Ce gouvernement devra donc faire preuve d’audace et de courage en éclairant le citoyen sur la véritable situation économique du pays. Ce gouvernement devra aussi stimuler la participation citoyenne en impliquant chacun d’entre nous dans ce projet de société solidaire et ce afin de dépasser cette crise de responsabilité citoyenne qui affecte notre pays.
Rappelons-nous que la responsabilité citoyenne de la plupart des citoyens s’était limitée à un moment donné à l’acte de vote mais aussitôt, l’exercice traditionnel de la politique par les politiciens tunisiens, a affaibli le degré de confiance qui s’était installé entre le peuple, les élus et la classe politique.

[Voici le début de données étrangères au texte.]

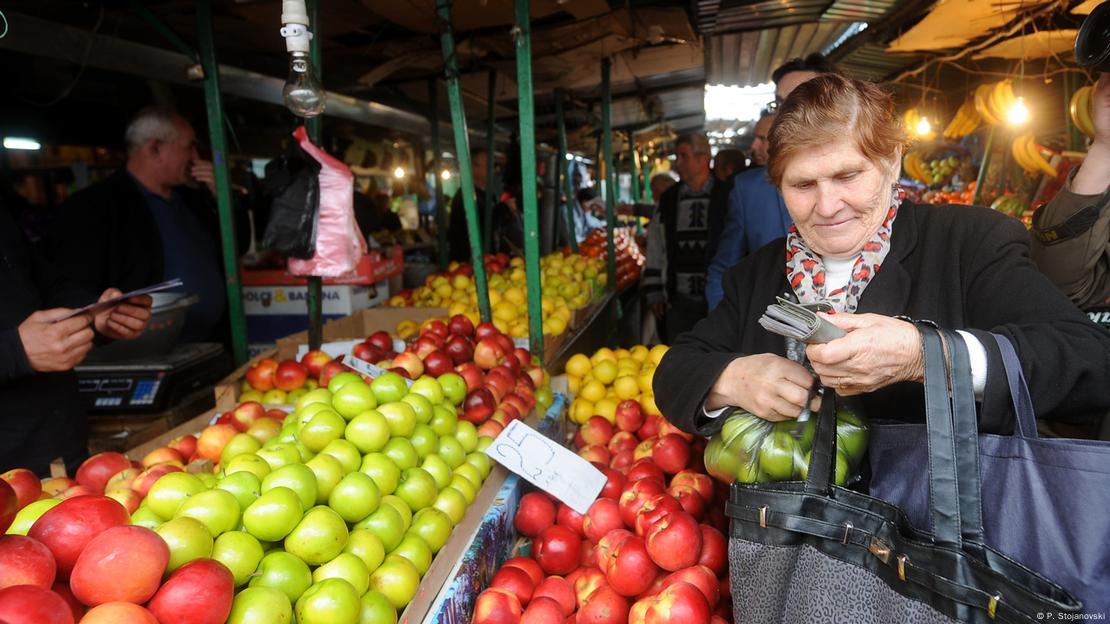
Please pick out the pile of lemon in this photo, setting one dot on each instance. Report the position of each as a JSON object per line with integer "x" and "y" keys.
{"x": 602, "y": 381}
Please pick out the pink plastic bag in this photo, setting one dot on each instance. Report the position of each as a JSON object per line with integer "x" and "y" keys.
{"x": 339, "y": 242}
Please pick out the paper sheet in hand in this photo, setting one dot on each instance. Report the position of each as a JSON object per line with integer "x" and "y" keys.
{"x": 100, "y": 305}
{"x": 547, "y": 465}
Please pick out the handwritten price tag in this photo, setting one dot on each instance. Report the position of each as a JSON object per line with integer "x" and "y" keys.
{"x": 547, "y": 465}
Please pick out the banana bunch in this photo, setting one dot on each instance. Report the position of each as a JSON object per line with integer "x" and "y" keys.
{"x": 1028, "y": 156}
{"x": 1081, "y": 109}
{"x": 967, "y": 119}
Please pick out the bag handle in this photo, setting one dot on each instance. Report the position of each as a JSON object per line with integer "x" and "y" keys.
{"x": 1019, "y": 390}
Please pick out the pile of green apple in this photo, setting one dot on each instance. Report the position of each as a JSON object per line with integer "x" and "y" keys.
{"x": 336, "y": 517}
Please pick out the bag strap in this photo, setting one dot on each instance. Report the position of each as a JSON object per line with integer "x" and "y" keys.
{"x": 1019, "y": 390}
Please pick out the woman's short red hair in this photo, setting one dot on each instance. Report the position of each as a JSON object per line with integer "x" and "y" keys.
{"x": 826, "y": 109}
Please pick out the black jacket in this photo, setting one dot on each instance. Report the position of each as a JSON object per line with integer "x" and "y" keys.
{"x": 964, "y": 268}
{"x": 41, "y": 415}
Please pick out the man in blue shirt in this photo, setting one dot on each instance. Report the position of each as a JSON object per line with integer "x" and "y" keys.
{"x": 756, "y": 211}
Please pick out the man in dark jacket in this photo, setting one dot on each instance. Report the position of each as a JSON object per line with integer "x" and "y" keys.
{"x": 41, "y": 415}
{"x": 145, "y": 224}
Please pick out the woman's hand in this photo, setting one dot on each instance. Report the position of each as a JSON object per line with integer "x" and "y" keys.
{"x": 769, "y": 386}
{"x": 877, "y": 352}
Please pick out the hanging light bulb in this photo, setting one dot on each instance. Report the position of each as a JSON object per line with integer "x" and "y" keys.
{"x": 303, "y": 94}
{"x": 1018, "y": 113}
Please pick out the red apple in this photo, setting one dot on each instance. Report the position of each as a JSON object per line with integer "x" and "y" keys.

Ce manque de confiance a donc généré des effets pervers sur la cohésion sociale qui s’est vue menacée et les obligations des citoyens se sont traduites aujourd’hui par la contrepartie individuelle de leurs implications.
Ce gouvernement d’union nationale devra donc se démarquer en régulant ce déséquilibre entre ce qui doit être assumé par le citoyen et ce qui devrait l’être par la collectivité mais aussi il devrait renforcer le principe de l’insertion par le travail.
Face à ce déficit de confiance paralysant et aux défis auxquels notre pays doit faire face, et au-delà de l’utopie la mobilisation citoyenne serait la pierre angulaire pour résister et dépasser cette crise.
Ne cherchons donc plus à qui est la faute ? Mobilisons-nous plutôt au-delà des enjeux politiques et des intérêts individuels car ensemble nous ferons la différence.
Aussi , Loin de tout dogme politique, essayons de structurer ce nouveau gouvernement autour du concept de Abraham Lincoln : «  le gouvernement du peuple , par le peuple et pour le peuple ».